2020 was pretty much a disaster and it ended like one as well, at least for the cybersecurity community, governments, and some companies. Even just a day before it ended, another major US name was added to that list, though this time with far less nefarious consequences as the SolarWinds hacking incident. That said, it still isn’t reassuring that one of the four (now three, really) biggest US mobile operators did get hacked, even if all that may have been accessed were mostly phone numbers.

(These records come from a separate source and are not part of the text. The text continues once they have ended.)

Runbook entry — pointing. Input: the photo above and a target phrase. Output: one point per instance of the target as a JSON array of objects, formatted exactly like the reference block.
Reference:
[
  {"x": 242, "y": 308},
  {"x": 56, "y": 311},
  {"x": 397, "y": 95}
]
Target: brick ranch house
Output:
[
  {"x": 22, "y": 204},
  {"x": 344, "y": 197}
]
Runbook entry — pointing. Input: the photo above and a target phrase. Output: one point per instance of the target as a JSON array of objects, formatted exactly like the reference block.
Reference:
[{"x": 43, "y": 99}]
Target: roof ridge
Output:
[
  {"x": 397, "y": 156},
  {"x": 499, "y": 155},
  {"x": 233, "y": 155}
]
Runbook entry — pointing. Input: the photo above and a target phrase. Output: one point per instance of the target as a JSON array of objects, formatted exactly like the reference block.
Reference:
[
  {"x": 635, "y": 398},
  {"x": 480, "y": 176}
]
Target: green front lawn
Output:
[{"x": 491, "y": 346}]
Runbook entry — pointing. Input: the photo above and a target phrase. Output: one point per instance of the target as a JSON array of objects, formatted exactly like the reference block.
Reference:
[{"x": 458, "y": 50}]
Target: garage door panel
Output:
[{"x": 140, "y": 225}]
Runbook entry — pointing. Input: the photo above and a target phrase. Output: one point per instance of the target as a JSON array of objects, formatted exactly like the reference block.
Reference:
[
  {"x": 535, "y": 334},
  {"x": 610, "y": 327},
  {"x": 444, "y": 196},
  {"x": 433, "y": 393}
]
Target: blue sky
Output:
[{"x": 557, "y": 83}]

T-Mobile reassures its customers that personally identifiable information, often called PII, was not part of the data breach. The data accessed didn’t include names, email addresses, payment information, social security numbers, or passwords. Alarms would have definitely sounded louder had that been the case but, fortunately for T-Mobile subscribers, that wasn’t the case, at least according to the carrier.
What happened was threat actors, a.k.a. hackers, were discovered to have had unauthorized access to T-Mobile’s servers, specifically those handling CPNI or Customer Proprietary Network Information. This data fortunately only holds phone numbers, the number of lines a subscriber has on his or her account, and, occasionally, some “call-related information” or call records. That said, hackers can be pretty ingenious even with seemingly innocent and unusable pieces of data.
The carrier further explains that only a very small percentage of its customers were affected by the breach, roughly 0.2% only. As Bleeping Computer computes, however, that means roughly 200,000 people, which isn’t exactly a small number. Then again, it could have affected all of T-Mobile’s 100 million subscribers.
T-Mobile is no stranger to such security breaches, though, especially in the past three years alone. Given the increasing rate of hacking incidents, however, companies that hold critical personal information for millions of people need to also step up their security game quickly.